LGO Energy plc has provided an update on its recently drilled well GY-678. In the interim statement released on 18 September 2015, the Company reported a mechanical problem had been encountered with well GY-678, the last of its seven planned wells in 2015 to the C-Sand formation. The Company attempted to recover the downhole equipment which was causing an obstruction below the 9 5/8-in. casing, however, without success. Consequently a cement plug has now been set in the surface casing of the well and the rig has been released, pending a decision on possible re-entry and sidetracking, or re-drilling, to reach the extensive C-sand net oil pay zone previously drilled and logged in the well.

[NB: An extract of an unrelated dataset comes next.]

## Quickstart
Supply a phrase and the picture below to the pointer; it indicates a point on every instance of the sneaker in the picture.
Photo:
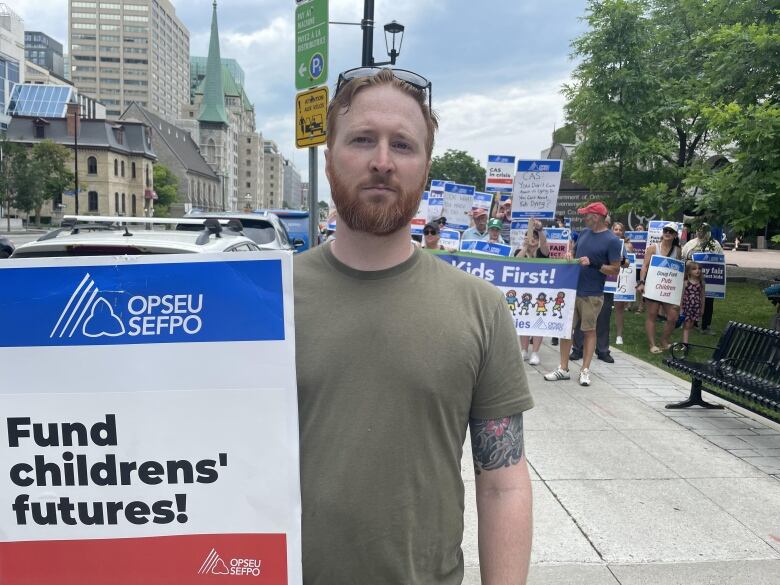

This mechanical loss has significant cost implications for the Company, as in addition to the cost of the well and the unsuccessful recovery attempts totaling approximately US$1.9 million, the Company is potentially liable for the cost of the lost downhole equipment of approximately US$1.5 million.
As previously reported, the net oil pay observed in GY-678 was exceptionally thick. The loss of anticipated production from this well has had a negative impact on the Group's cash flow forecasts to the extent that the liquidity ratios as specified in the Group's banking arrangements with BNP Paribas (Bank) have dropped below those originally envisaged in the covenants associated with the loan.
The Company is currently reviewing various options in constructive discussions with the Bank, however, in the meantime the Bank have indicated that no further amounts can be drawn against the facility. Currently, the Company has approximately US$12 million drawn down under these banking arrangements, although due to lower oil price forecasts the repayments over the life of the loan are now expected to be less than the funds drawn. Payments under the pre-paid swap arrangements with the Bank continue to be made as initially planned.
Separately, the Group is continuing with the planning work for a program of activity in the Goudron Sandstone (as announced on 24 September 2015) with the benefit of the funds recently raised for that purpose. The production gained from that work, once underway, is expected to improve cash flow.
Neil Ritson, LGO's Chief Executive, commented:
"Stuck pipe incidents are not common and despite taking extensive precautions during the drilling of the 15 new wells, this incident, which occurred at the very end of the programme, is a setback for LGO. Whilst there is no long term impact to the Company's assets and indeed the GY-678 well has shown that there is more and better C-sand reservoir than previously known, the short-term financial impact has to be managed. The Company is still planning for additional Goudron Sandstone production and will report further on its plans in the coming months."